Are you scaling applications or servers?

 vaderAuto-scaling cloud brokerages appear to be popping up left and right. Following in the footsteps of folks like RightScale, these startups provide automated monitoring and scalability services for cloud computing customers. That’s all well and good because the flexibility and control over scalability in many cloud computing environments is, shall we say, somewhat lacking the mechanisms necessary to efficiently make use of the “elastic scalability” offered by cloud computing providers.

The problem is (and you knew there was a problem, didn’t you?) that most of these companies are still scaling servers, not applications. Their offerings still focus on minutia that’s germane to server-based architectures, not application-centric architectures like cloud computing. For example, the following statement was found on one of the aforementioned auto-scaling cloud brokerage service startups:

"Company X monitors basic statistics like CPU usage, memory usage or load average on every instance."

Wrong. Wrong. More Wrong. Right, at least, in that it very clearly confesses these are basic statistics, but wrong in the sense that it’s just not the right combination of statistics necessary to efficiently scale an application. It’s server / virtual machine layer monitoring, not application monitoring. This method of determining capacity results in scalability based on virtual machine capacity rather than application capacity, which is a whole different ball of wax.
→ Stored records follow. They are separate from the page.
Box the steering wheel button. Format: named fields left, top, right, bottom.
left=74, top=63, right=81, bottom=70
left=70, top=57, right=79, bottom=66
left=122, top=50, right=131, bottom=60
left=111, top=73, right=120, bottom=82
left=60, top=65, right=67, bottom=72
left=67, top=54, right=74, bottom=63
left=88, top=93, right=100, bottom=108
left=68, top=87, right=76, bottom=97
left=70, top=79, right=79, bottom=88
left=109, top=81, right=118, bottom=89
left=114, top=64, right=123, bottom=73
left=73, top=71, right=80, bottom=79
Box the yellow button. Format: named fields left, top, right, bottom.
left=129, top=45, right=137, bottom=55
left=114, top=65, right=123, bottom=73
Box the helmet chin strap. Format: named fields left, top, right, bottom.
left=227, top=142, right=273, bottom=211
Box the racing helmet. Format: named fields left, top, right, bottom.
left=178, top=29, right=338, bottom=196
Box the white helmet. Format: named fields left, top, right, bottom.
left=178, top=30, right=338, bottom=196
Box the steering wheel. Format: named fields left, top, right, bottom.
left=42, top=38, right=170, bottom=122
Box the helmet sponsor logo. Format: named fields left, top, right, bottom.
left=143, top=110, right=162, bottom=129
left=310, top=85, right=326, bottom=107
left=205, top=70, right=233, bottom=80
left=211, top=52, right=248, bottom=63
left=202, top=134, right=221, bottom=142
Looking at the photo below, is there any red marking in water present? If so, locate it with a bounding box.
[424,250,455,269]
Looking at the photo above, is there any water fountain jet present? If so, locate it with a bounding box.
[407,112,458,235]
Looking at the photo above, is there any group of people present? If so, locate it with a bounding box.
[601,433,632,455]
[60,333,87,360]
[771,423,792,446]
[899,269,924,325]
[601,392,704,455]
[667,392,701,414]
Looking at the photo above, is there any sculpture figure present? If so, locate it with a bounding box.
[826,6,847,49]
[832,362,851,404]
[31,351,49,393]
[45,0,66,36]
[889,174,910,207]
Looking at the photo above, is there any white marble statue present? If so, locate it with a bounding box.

Application behavior and complexity of logic cannot be necessarily be tied directly to memory or CPU usage (and certainly not to load average). Application capacity is about concurrent users and response time, and the intimate relationship between the two. An application may be overwhelmed while not utilizing a majority of its container’s allocated memory and CPU. An application may exhibit increasingly poor performance (response times) as the number of concurrent connections increase toward its limits while still maintaining less than 70,80, or 90% of its CPU resources. An application may exhibit slower response time or lower connection capacity due to the latency incurred by exorbitantly computational expensive application logic. An application may have all the CPU and memory resources it needs but still be unable to perform and scale properly due to the limitations imposed by database or service dependencies.

There are so many variables involved in the definition of “application capacity” that it sometimes boggles the mind. One thing is for certain: CPU and memory usage is not accurate enough indicator of the need to scale out an application.